2. Regulation of High-Risk AI (Division II)
Definitions
- Algorithmic Discrimination: Unfavorable treatment based on an individual or group of individuals’ actual or perceived age, race, creed, color, sex, sexual orientation, national origin, religion, or disability.
- Consequential decision: any decision that has a material legal or similarly significant effect on the provision or denial of a pardon, parole, probation, or release; an education enrollment or educational opportunity; employment; a financial or lending service; an essential government service; a health care service; insurance; or a legal service.
- High-Risk AI Systems: AI systems that significantly impact legal, financial, employment, education, healthcare, insurance, or government services.
- Developers: Entities creating or significantly modifying high-risk AI systems.
- Deployers: Entities using high-risk AI systems in Iowa.
For developers, the proposed bill:
- Requires reasonable care to protect individuals from known or reasonably foreseeable risks of AI discrimination.
- Creates a rebuttable presumption that a developer used reasonable care if the developer complies with the detailed requirements detailed in the bill and by the Attorney General.
- Requires providing AI discrimination risk documentation to a deployer or other developer using the AI and to publish a statement on their website detailing how the developer manages risks of AI discrimination
- Requires disclosure of risks of AI discrimination to the Attorney General
For deployers, the proposed bill:
- Requires the use of reasonable care to protect individuals from risks of AI discrimination.
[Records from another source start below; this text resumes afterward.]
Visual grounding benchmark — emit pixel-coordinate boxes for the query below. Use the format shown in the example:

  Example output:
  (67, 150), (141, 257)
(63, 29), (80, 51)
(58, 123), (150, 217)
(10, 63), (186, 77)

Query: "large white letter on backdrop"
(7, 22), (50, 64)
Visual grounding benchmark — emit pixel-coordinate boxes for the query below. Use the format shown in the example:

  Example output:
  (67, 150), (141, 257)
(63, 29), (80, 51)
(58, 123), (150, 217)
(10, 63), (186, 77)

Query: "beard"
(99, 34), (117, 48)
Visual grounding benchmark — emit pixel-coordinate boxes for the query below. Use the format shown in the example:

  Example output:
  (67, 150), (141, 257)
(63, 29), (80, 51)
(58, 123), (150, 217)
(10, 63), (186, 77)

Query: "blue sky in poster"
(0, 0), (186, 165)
- Requires completion of an AI impact assessment.
- Requires an annual review of the AI for discrimination.
- Requires disclosure that individuals are interacting with AI.
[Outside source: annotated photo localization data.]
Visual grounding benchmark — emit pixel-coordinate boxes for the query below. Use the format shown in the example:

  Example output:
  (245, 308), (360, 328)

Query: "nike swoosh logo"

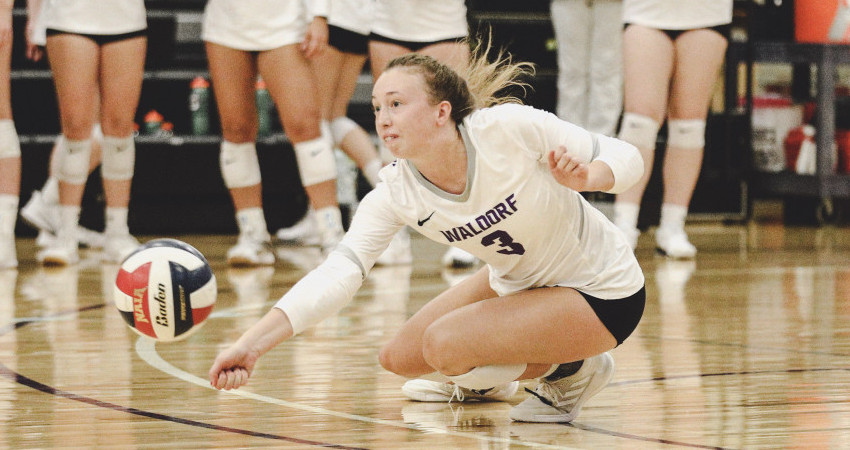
(417, 211), (435, 226)
(310, 149), (323, 157)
3. Enforcement & Penalties
- Iowa Attorney General has exclusive enforcement authority.
- Before taking legal action, the Attorney General must issue a notice of violation and allow 90 days for correction.
- Violations are considered unlawful practices under Iowa law and can result in civil penalties up to $40,000 per violation, injunction, disgorgement of money, etc.
- No private right of action is granted—only government enforcement is permitted.
4. Exemptions & Exclusions
- Complying with the law or legal system inquiry
- Acting under the authority of a federal agency
- Research and testing AI before deployment.
- AI used only for Cybersecurity, antivirus, or fraud detection technologies
- Developers do not have to disclose trade secrets.
Conclusion
While better election materials and preventing AI discrimination are laudable goals, the question remains whether this vague, yet complex regulatory framework is the proper vehicle to accomplish those goals. If this proposal simply burdens smaller cutting-edge tech companies with crippling regulations it may do more harm than good. Without evidence they will achieve their intended goals, these regulations will act as nothing more than another artificial barrier to entry, favoring establishment players over smaller, more nimble tech companies who simply do not have the excess capital to absorb a mountain of additional, potentially ineffective, bureaucratic red tape.